Differentially Private Learning with Adaptive Clipping
Galen Andrew, Om Thakkar, H. Brendan McMahan, Swaroop Ramaswamy
TL;DR
The paper tackles the difficulty of selecting clipping norms under user-level differential privacy in federated learning. It introduces a privately trackable adaptive clipping mechanism that targets a chosen update-norm quantile, estimated online via a convex loss and a fast geometric update, and integrates this with DP-FedAvg. Empirical results across multiple realistic FL tasks show that adaptive clipping often matches or outperforms the best fixed clipping without hyperparameter tuning, while maintaining strong privacy guarantees with negligible budget. The work offers practical guidance for deploying DP-FedAvg, reducing the need for extensive clipping-tuning and enabling private, scalable FL with common techniques like compression and secure aggregation.
Abstract
Existing approaches for training neural networks with user-level differential privacy (e.g., DP Federated Averaging) in federated learning (FL) settings involve bounding the contribution of each user's model update by clipping it to some constant value.
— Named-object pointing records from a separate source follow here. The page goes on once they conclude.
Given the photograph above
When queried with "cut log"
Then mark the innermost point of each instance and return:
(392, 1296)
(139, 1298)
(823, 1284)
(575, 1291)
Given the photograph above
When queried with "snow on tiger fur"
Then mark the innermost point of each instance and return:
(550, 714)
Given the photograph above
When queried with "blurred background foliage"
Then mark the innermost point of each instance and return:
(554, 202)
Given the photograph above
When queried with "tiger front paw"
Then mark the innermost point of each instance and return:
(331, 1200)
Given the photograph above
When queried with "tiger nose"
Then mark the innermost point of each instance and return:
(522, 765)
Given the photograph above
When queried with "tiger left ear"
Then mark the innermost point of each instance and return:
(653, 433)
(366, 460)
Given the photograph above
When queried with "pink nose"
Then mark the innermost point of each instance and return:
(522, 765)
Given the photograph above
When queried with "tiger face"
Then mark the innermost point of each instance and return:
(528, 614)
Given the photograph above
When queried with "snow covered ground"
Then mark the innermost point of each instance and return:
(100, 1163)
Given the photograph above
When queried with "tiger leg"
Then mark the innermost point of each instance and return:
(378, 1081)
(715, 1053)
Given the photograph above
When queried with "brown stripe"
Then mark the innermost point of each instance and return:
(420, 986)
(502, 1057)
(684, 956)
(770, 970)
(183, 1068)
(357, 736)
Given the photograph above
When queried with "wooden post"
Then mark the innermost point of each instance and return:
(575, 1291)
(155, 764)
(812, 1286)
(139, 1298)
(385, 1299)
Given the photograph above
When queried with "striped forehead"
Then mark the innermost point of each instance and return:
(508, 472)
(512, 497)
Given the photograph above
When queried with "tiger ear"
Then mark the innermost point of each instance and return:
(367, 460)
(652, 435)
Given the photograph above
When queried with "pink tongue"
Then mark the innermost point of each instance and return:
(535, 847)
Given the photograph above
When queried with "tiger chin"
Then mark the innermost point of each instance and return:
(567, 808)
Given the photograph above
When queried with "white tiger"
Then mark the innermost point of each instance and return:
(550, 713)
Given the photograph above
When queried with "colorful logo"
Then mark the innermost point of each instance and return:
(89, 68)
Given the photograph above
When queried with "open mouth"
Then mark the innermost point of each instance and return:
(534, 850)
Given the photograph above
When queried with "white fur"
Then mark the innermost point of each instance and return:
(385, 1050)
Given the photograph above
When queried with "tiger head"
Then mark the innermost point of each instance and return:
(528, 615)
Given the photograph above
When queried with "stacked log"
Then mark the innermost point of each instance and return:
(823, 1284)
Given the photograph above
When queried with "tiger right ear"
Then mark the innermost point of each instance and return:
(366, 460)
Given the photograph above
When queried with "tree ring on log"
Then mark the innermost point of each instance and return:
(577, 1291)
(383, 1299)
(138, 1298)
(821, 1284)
However there is no good a priori setting of the clipping norm across tasks and learning settings: the update norm distribution depends on the model architecture and loss, the amount of data on each device, the client learning rate, and possibly various other parameters. We propose a method wherein instead of a fixed clipping norm, one clips to a value at a specified quantile of the update norm distribution, where the value at the quantile is itself estimated online, with differential privacy. The method tracks the quantile closely, uses a negligible amount of privacy budget, is compatible with other federated learning technologies such as compression and secure aggregation, and has a straightforward joint DP analysis with DP-FedAvg. Experiments demonstrate that adaptive clipping to the median update norm works well across a range of realistic federated learning tasks, sometimes outperforming even the best fixed clip chosen in hindsight, and without the need to tune any clipping hyperparameter.